“I cannot say, I do not understand. From the deep sea I come, but only as a bird loosed from a child’s hand with a cord. When she calls I must return.”
“It is so with these children of mine. They come to me, I know not whence. I nurse them for a little while, till a hand I do not see plucks them back. And others take their place.”
Through the still air there passes a ripple of sound. The sleeping City stirs with a faint sigh. A distant milk-cart rattling by raises a thousand echoes; it is the vanguard of a yoked army. Soon from every street there rises the soothing cry, “Mee’hilk—mee’hilk.”
London like some Gargantuan babe, is awake, crying for its milk. These be the white-smocked nurses hastening with its morning nourishment. The early church bells ring. “You have had your milk, little London. Now come and say your prayers. Another week has just begun, baby London. God knows what will happen, say your prayers.”
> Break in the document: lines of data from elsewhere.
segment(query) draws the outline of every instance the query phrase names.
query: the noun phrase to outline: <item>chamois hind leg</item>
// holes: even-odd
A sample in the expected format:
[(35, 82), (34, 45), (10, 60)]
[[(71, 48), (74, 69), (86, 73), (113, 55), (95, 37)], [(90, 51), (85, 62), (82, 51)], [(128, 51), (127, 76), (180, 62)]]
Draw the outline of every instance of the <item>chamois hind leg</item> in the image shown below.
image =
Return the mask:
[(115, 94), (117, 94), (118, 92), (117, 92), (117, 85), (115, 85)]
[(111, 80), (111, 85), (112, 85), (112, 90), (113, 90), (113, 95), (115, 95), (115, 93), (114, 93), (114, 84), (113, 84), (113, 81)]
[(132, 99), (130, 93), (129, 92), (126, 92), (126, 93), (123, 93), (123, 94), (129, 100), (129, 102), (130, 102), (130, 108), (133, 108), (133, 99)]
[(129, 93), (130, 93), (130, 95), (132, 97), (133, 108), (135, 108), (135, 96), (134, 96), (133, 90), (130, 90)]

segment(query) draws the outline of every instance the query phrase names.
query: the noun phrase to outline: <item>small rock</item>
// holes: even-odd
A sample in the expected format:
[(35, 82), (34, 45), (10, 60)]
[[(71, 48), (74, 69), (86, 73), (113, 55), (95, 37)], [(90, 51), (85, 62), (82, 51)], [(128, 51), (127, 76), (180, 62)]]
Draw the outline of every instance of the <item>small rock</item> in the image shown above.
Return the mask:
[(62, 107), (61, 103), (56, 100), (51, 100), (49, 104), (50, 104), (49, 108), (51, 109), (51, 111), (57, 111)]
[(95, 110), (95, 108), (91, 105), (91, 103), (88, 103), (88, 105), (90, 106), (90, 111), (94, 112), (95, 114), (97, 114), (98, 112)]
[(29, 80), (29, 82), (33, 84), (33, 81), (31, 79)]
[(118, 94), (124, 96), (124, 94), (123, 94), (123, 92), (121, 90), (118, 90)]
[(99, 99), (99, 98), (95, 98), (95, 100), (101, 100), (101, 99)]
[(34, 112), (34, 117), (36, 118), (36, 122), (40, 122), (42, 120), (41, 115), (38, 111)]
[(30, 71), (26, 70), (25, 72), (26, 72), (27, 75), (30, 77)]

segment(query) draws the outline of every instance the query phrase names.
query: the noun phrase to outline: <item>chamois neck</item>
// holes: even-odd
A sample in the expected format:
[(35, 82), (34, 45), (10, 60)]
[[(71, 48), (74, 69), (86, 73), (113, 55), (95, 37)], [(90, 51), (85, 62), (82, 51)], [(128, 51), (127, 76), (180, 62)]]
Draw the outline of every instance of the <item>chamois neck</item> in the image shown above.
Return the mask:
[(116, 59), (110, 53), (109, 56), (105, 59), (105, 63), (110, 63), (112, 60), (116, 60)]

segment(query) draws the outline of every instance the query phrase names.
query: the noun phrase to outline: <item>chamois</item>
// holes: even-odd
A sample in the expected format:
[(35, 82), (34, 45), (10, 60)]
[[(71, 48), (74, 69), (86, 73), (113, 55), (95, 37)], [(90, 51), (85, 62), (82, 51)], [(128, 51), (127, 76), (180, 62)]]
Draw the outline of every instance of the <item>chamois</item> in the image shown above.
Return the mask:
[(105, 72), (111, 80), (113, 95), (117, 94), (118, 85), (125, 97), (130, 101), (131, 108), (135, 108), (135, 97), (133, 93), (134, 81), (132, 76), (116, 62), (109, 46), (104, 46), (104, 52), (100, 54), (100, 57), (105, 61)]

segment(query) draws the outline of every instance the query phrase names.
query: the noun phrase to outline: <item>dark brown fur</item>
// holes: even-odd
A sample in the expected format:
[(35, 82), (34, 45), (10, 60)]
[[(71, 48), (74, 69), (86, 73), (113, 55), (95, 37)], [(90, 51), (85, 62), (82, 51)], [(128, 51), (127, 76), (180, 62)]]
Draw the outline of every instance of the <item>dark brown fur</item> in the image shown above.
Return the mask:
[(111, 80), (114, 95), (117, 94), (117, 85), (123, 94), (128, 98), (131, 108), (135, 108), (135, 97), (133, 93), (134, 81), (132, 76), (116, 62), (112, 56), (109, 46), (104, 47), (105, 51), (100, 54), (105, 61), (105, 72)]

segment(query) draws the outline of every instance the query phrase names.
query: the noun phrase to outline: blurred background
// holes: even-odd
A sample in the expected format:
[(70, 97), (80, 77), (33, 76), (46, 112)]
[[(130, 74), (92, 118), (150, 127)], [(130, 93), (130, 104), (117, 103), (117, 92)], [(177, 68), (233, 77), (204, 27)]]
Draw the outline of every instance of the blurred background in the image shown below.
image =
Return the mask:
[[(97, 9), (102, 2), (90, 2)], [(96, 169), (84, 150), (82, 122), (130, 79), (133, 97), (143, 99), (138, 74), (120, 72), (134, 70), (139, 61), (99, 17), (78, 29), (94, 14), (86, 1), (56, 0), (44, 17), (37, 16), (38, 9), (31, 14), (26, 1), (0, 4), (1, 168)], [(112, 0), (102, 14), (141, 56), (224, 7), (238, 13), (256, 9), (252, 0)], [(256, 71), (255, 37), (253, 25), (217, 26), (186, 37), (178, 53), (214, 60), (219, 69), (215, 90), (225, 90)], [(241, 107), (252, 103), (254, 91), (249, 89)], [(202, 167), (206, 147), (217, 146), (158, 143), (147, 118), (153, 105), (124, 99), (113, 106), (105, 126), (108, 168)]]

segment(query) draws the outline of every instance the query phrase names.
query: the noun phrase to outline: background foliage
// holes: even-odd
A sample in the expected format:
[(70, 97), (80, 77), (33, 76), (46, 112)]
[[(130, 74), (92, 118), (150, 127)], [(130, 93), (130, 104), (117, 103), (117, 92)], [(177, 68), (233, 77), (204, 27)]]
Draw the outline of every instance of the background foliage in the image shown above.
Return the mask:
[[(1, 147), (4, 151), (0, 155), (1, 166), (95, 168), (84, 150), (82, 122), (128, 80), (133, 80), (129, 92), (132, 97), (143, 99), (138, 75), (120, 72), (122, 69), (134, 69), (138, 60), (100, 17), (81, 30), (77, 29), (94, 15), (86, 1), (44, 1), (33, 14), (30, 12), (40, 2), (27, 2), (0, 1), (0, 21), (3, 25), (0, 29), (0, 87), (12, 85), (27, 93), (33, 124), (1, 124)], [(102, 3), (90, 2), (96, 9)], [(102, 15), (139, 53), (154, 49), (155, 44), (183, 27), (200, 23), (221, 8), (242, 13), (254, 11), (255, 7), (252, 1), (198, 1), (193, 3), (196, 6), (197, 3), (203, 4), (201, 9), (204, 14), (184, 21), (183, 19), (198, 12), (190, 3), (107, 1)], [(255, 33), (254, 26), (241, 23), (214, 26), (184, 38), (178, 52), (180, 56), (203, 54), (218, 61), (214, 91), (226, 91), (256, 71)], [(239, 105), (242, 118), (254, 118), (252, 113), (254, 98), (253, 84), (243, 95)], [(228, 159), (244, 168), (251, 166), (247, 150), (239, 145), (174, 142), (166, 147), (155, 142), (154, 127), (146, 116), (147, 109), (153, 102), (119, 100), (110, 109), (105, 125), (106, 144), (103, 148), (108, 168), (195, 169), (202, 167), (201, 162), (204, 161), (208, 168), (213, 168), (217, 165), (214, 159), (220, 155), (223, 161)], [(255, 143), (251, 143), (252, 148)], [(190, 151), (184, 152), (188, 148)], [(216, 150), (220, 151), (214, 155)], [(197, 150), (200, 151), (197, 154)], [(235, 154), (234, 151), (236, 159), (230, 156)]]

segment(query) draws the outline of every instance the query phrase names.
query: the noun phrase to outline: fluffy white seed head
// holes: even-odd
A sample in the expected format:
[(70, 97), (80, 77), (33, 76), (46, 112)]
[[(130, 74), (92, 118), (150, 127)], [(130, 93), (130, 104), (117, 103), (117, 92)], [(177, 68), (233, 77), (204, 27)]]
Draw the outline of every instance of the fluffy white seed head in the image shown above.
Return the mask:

One by one the little creatures creep from behind the blinds into the streets. The brooding tenderness is vanished from the City’s face. The fretful noises of the day have come again. Silence, her lover of the night, kisses her stone lips, and steals away. And you, gentle Reader, return home, garlanded with the self-sufficiency of the early riser.
But it was of a certain week-day morning, in the Strand that I was thinking. I was standing outside Gatti’s Restaurant, where I had just breakfasted, listening leisurely to an argument between an indignant lady passenger, presumably of Irish extraction, and an omnibus conductor.
“For what d’ye want thin to paint Putney on ye’r bus, if ye don’t go to Putney?” said the lady.
“We do go to Putney,” said the conductor.
“Thin why did ye put me out here?”
“I didn’t put you out, yer got out.”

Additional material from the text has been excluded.